75-Jähriger nach Streit tot aufgefunden

Nidderau-Erbstadt (jwn). Am Montag in den frühen Morgenstunden starb ein 75-jährige Rentner in Erbstadt. Wie genau, darüber hat die Polizei hat noch keine gesicherten Erkenntnisse. Kurz vor seinem Tod stritt der Senior offenbar heftig mit seinem Sohn, der mit ihm im Haus wohnte. Nachbarn hatten deshalb die Polizei verständigt.

Als die Beamten eintrafen, fanden sie den 75-Jährigen, der einen Motorradhelm trug, leblos vor.
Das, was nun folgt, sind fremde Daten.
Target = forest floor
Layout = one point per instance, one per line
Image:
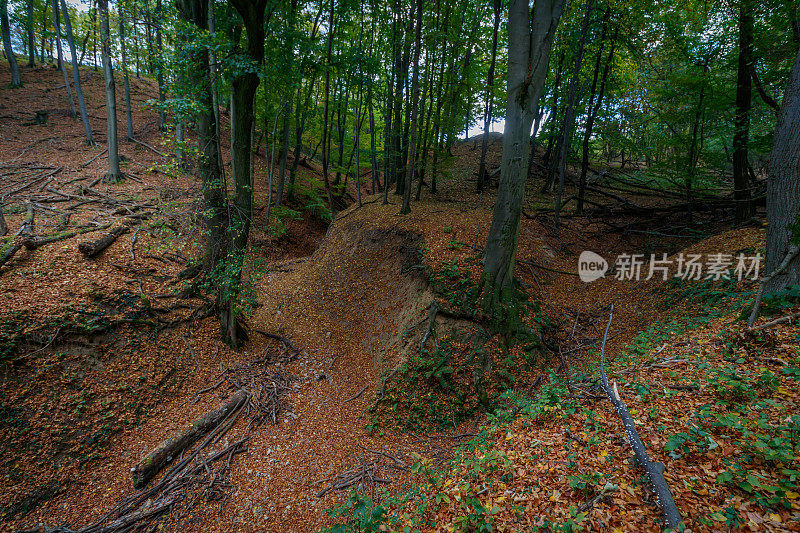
(102, 358)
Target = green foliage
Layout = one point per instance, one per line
(363, 515)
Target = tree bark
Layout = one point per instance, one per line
(128, 117)
(16, 80)
(569, 114)
(783, 188)
(411, 162)
(61, 66)
(741, 134)
(244, 87)
(95, 248)
(594, 109)
(31, 42)
(530, 43)
(114, 173)
(170, 448)
(76, 75)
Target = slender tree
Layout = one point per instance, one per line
(569, 113)
(16, 80)
(411, 162)
(31, 40)
(61, 66)
(114, 173)
(741, 189)
(530, 40)
(783, 188)
(243, 89)
(489, 105)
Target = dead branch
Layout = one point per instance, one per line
(356, 395)
(654, 469)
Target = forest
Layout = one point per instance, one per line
(399, 265)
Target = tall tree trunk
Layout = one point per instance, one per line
(694, 154)
(31, 41)
(569, 113)
(76, 75)
(114, 173)
(741, 186)
(783, 188)
(128, 116)
(487, 115)
(243, 93)
(16, 80)
(325, 134)
(61, 66)
(411, 162)
(530, 41)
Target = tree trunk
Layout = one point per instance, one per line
(569, 114)
(741, 186)
(411, 162)
(114, 173)
(61, 66)
(76, 75)
(530, 43)
(594, 109)
(487, 116)
(31, 42)
(243, 93)
(160, 69)
(215, 191)
(783, 188)
(16, 80)
(128, 117)
(325, 134)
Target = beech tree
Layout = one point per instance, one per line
(16, 80)
(530, 41)
(76, 75)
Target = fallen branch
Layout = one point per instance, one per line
(36, 242)
(790, 255)
(654, 469)
(137, 141)
(172, 447)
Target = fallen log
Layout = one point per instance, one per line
(94, 248)
(654, 469)
(170, 448)
(36, 242)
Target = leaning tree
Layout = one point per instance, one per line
(783, 189)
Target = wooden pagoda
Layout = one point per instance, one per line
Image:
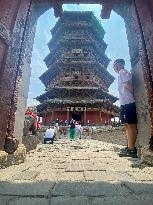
(77, 79)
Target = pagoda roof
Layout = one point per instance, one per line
(53, 93)
(68, 44)
(50, 74)
(58, 103)
(75, 16)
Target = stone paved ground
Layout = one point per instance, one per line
(83, 172)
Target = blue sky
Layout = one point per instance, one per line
(115, 37)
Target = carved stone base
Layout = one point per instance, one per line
(147, 156)
(18, 157)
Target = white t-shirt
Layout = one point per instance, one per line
(125, 96)
(49, 133)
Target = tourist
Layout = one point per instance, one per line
(79, 129)
(128, 109)
(72, 130)
(49, 136)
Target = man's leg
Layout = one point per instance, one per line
(132, 133)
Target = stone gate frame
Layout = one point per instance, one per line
(17, 31)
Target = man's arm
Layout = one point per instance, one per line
(128, 86)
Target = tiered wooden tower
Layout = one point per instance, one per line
(77, 79)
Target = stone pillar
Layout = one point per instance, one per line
(100, 117)
(14, 12)
(85, 117)
(52, 118)
(68, 114)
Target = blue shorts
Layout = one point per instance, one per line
(128, 114)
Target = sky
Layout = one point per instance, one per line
(115, 37)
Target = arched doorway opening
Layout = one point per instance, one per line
(27, 12)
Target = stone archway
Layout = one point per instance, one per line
(17, 29)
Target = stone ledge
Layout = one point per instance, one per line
(147, 156)
(10, 159)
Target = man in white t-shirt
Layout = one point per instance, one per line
(49, 136)
(128, 109)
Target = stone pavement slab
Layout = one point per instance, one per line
(84, 189)
(29, 201)
(27, 188)
(65, 200)
(83, 172)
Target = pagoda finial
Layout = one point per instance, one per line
(58, 10)
(106, 10)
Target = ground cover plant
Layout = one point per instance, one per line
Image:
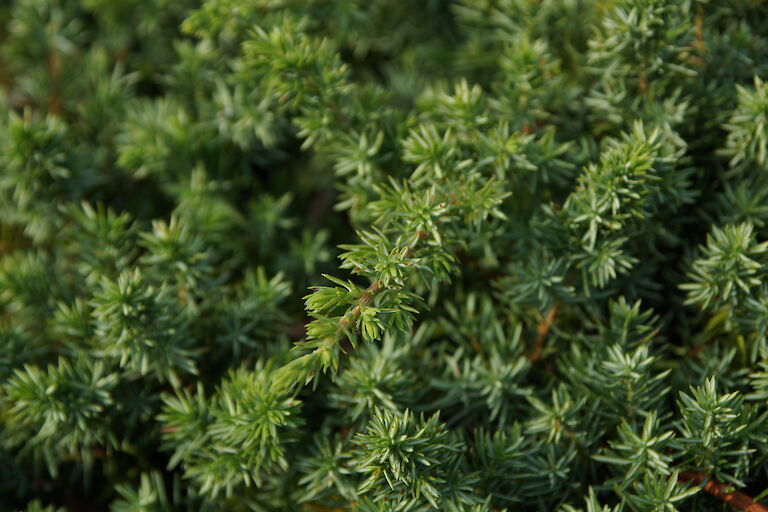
(383, 255)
Rettungskräften gelang es nicht mehr, ihn zu reanimieren. Der 75-Jährige wies keine sichtbaren Verletzungen auf.

Hoffnung setzten Polizei und Staatsanwaltschaft auf die Obduktion. "Doch obwohl die Untersuchungen in der Rechtsmedizin über vier Stunden gedauert hat, steht noch nicht fest, war es ein Unfall oder handelt es sich um Tötungsdelikt", berichtet Staatsanwalt Jürgen Heinze am Dienstag. Noch seien viele Fragen offen. Deshalb baue man auf die Aussagen des 43-jährigen Sohnes. Der psychisch kranke Mann war jedoch nach dem Vorfall eingewiesen worden. Er stand offensichtlich unter Medikamenteneinfluss. Bisher ist er nicht vernehmungsfähig.

Dass sich Vater und Sohn stritten, war für die Nachbarn nichts Ungewöhnliches, berichtet der ehemalige Ortsvorsteher Helmut Gies. In der Nacht zum Montag, gegen 3.30 Uhr, seien wieder einmal Schreie aus dem Einfamilienhaus zu hören gewesen – in dieser Nacht jedoch ungewöhnlich laut.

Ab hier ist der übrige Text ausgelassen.